Тяжело ей дался путь, ее знобило и потряхивало, слабость во всем теле была, а на лбу – испарина. Остановила таксиста-частника, тот ее пожалел даже: «Женщина, вам нехорошо? Случилось что-нибудь? Может, вас в больницу отвезти?» Она раздраженно отказалась. Во-первых, тупое половое обращение «женщина» такие, как она, вечные девушки, воспринимают почти как оскорбление, как будто бы у них молодость отнять пытаются, указать их место в не знающем жалости колесе времени, а во-вторых, на ее практике, если таксист с ней заговаривал, так только для того, чтобы телефончик попросить.
Вышла на центральной площади, расплатилась скомканными купюрами, а таксист еще и от денег отказался, подумал – случилось что-то у нее, не наживаться же на горе чужом. В лицо ему купюры швырнула скомканные, этот жест – как пощечина. Он потом головой ей вслед качал – вот баба ненормальная!
Вид, конечно, у нее был еще тот. Час был еще не поздний, на улице полно народу, молодежь, подвыпившие работяги. Все провожали ее удивленными взглядами – вроде бы женщина приличная, ухоженная, красиво причесанная, а бледная как смерть, одета неподобающе, и глаза безумные.
Не знала Ангелина, что делать, куда пойти. В бар какой-то сунулась – охранники выросли перед нею как двое из ларца, не пустили. «У нас тут дресс-код», – говорят.
На улице было не то чтобы тепло, а на ней даже колготок не было, тонкая ночная рубашка и вязаный кардиган сверху. Вот и брела она куда глаза глядят и все время оборачивалась – не идет ли за ней Софочка? Но никого не было, и постепенно Ангелина успокоилась, ей даже немного лучше стало, дыхание выровнялось, настроение улучшилось. Теперь происходящее уже не казалось ей таким страшным, скорее она готова была посмеяться над собственной впечатлительностью.
Но домой, в одинокую квартиру, возвращаться все равно не хотелось. Там постель разобранная, сухими цветами пропахшая, и фотография на столе – б-р-р. Надо бы ее вообще выбросить – ну кто ей эта прабабка, эта Софочка? Зачем память о ней хранить, только квартиру захламлять, и без того тесную.
Она решила отправиться в гости – был у нее когда-то любовник, художник, у которого дома всегда было полным-полно народу. Гостеприимный дом, где есть вино, чай, какие-то сладости, смех и чьи-то впечатления. Жил он недалеко от центра города, пешком дойти можно.
Путь Ангелины лежал через старое городское кладбище – заброшенная церквушка и несколько десятков могилок, в основном позапрошлого века. Все ухоженные – постаралась городская администрация. Кладбище считалось памятником старины, потому что был на одном надгробье каменный ангел тончайшей работы. Возле ангела редкие туристы даже фотографировались – уж больно живым казался его скорбный необыкновенный лик.
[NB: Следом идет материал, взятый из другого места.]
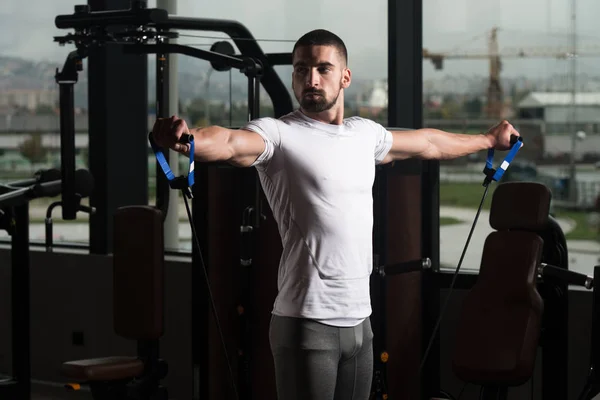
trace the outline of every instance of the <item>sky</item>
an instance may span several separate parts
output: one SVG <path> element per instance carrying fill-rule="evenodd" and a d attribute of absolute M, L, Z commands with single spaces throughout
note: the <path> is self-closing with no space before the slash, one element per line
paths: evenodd
<path fill-rule="evenodd" d="M 175 2 L 175 14 L 198 18 L 237 20 L 259 39 L 289 40 L 261 42 L 265 52 L 290 51 L 304 32 L 326 28 L 340 35 L 349 50 L 350 67 L 361 78 L 387 76 L 387 0 L 149 0 Z M 500 49 L 560 47 L 568 49 L 571 10 L 576 2 L 578 46 L 593 46 L 598 56 L 578 60 L 582 72 L 594 74 L 600 66 L 600 33 L 594 19 L 600 15 L 598 0 L 423 0 L 423 47 L 438 52 L 452 50 L 487 51 L 486 34 L 500 28 Z M 54 17 L 71 14 L 73 6 L 85 2 L 74 0 L 2 0 L 0 10 L 0 54 L 31 60 L 62 63 L 71 50 L 53 42 L 64 35 L 54 26 Z M 125 3 L 127 4 L 127 3 Z M 190 33 L 190 32 L 187 32 Z M 210 32 L 194 32 L 211 35 Z M 210 39 L 185 38 L 180 43 L 207 43 Z M 549 51 L 553 53 L 552 51 Z M 541 59 L 506 59 L 503 74 L 536 76 L 544 73 L 567 73 L 570 64 L 552 57 Z M 443 71 L 434 71 L 425 60 L 424 76 L 448 74 L 485 75 L 485 60 L 447 61 Z"/>

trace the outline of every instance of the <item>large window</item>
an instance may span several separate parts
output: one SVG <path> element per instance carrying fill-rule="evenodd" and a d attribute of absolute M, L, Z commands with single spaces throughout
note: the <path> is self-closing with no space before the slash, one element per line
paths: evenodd
<path fill-rule="evenodd" d="M 551 188 L 569 267 L 591 273 L 600 255 L 600 3 L 424 0 L 423 10 L 425 126 L 477 134 L 509 119 L 525 147 L 503 181 Z M 444 267 L 459 262 L 484 191 L 485 156 L 441 164 Z M 495 166 L 504 156 L 496 153 Z M 462 269 L 479 268 L 492 191 Z"/>
<path fill-rule="evenodd" d="M 37 171 L 60 170 L 60 119 L 58 85 L 54 74 L 72 49 L 53 42 L 64 35 L 54 26 L 54 16 L 73 12 L 81 2 L 72 0 L 27 3 L 6 0 L 0 10 L 4 34 L 0 38 L 0 182 L 33 178 Z M 84 2 L 85 3 L 85 2 Z M 84 65 L 85 70 L 85 65 Z M 76 85 L 76 168 L 87 168 L 87 75 Z M 30 203 L 31 241 L 45 239 L 44 219 L 50 204 L 60 197 Z M 82 204 L 89 204 L 84 199 Z M 60 207 L 52 216 L 58 222 L 53 237 L 57 242 L 87 243 L 88 216 L 61 223 Z M 0 238 L 8 238 L 0 230 Z"/>

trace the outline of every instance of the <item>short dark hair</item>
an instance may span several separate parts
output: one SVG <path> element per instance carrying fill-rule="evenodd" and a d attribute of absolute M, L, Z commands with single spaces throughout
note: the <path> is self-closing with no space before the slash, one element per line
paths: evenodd
<path fill-rule="evenodd" d="M 344 41 L 337 36 L 335 33 L 329 32 L 325 29 L 315 29 L 302 35 L 300 39 L 296 41 L 294 49 L 292 50 L 292 57 L 296 53 L 298 47 L 305 46 L 333 46 L 342 56 L 344 62 L 348 63 L 348 50 Z"/>

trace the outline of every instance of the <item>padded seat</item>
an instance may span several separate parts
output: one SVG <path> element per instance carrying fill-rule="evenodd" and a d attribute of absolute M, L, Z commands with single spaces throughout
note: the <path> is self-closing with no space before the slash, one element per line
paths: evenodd
<path fill-rule="evenodd" d="M 118 381 L 142 375 L 144 363 L 137 357 L 104 357 L 68 361 L 61 373 L 79 382 Z"/>

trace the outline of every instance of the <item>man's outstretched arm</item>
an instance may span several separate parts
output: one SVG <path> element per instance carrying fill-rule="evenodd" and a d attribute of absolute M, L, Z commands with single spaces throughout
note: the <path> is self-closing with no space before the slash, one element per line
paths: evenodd
<path fill-rule="evenodd" d="M 383 162 L 407 158 L 448 160 L 491 148 L 508 150 L 511 135 L 520 136 L 508 121 L 502 121 L 486 133 L 478 135 L 449 133 L 431 128 L 393 131 L 392 147 Z"/>
<path fill-rule="evenodd" d="M 158 146 L 189 155 L 189 144 L 179 143 L 183 134 L 194 136 L 194 158 L 201 162 L 224 161 L 249 167 L 265 150 L 265 141 L 258 133 L 243 129 L 220 126 L 189 129 L 184 120 L 175 117 L 159 118 L 152 128 Z"/>

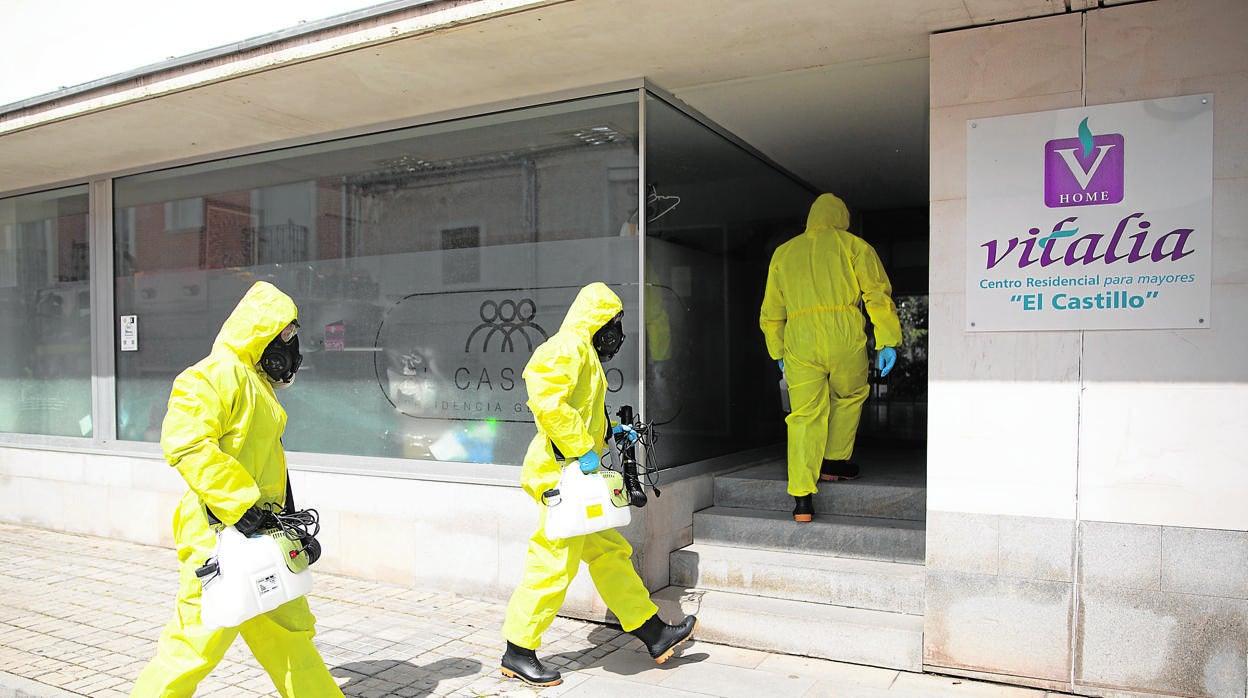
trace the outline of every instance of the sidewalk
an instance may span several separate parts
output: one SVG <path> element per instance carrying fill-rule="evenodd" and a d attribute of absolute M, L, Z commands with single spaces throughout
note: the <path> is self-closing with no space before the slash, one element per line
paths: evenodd
<path fill-rule="evenodd" d="M 0 698 L 129 695 L 172 612 L 172 550 L 0 523 Z M 328 574 L 311 595 L 316 643 L 347 696 L 577 698 L 1051 698 L 1062 694 L 695 641 L 656 665 L 618 628 L 558 618 L 537 690 L 498 672 L 505 604 Z M 236 641 L 200 696 L 273 696 Z"/>

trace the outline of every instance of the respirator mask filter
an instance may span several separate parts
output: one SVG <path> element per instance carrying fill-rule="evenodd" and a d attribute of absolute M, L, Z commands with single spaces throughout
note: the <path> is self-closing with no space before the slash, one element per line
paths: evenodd
<path fill-rule="evenodd" d="M 295 372 L 302 363 L 299 323 L 292 321 L 264 348 L 264 353 L 260 355 L 260 370 L 268 376 L 274 388 L 281 389 L 295 382 Z"/>
<path fill-rule="evenodd" d="M 617 313 L 594 333 L 594 351 L 599 361 L 610 361 L 624 344 L 624 313 Z"/>

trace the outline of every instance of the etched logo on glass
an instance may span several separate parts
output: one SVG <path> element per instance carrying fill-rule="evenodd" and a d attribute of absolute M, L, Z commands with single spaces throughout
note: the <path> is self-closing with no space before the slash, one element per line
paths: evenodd
<path fill-rule="evenodd" d="M 516 350 L 515 343 L 512 341 L 512 336 L 516 334 L 524 338 L 529 352 L 548 338 L 546 330 L 533 322 L 533 318 L 537 317 L 537 304 L 531 298 L 523 298 L 520 301 L 508 299 L 500 303 L 487 300 L 481 303 L 480 315 L 481 324 L 473 328 L 467 341 L 464 342 L 465 352 L 470 351 L 472 340 L 478 336 L 482 337 L 481 351 L 483 353 L 489 351 L 490 339 L 496 334 L 501 337 L 498 350 L 505 352 Z M 534 336 L 529 336 L 529 328 L 533 329 Z M 483 331 L 485 334 L 480 335 Z M 541 340 L 535 341 L 539 335 Z"/>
И вот шла Ангелина по кладбищу и тут снова острую боль в пальце злополучном почувствовала. Как будто бы опять поранила его. Пошарила в кармане – так и есть, там брошка нашлась расстегнутая. Ну надо же так, в больное место второй раз уколоть, нарочно не придумаешь. К губам приложила, капельку крови высосала и поморщилась – кровь какая-то странная на вкус оказалась, горькая, как сок одуванчика. Отравленная как будто, в горле даже запершило. И вкус во рту остался – ржавый металл и горечь непроходящая. Ангелина под ноги сплюнула, не помогло. Шатало ее, как будто бы с алкоголем крепким перебрала. Качнуло ее – пришлось рукой за первый попавшийся предмет ухватиться, чтобы на ногах устоять. Холодный был предмет, руку обжег. Ангелина взглядом невидящим уставилась, муть перед глазами, звезды на небе сплелись в макабрическом хороводе, прямо перед нею лицо вдруг появилось из ниоткуда, каменное, большие пустые глаза, губы скорбно сложены, на носу скол – от времени. Ангел могильный – так и стояла с ним в обнимку.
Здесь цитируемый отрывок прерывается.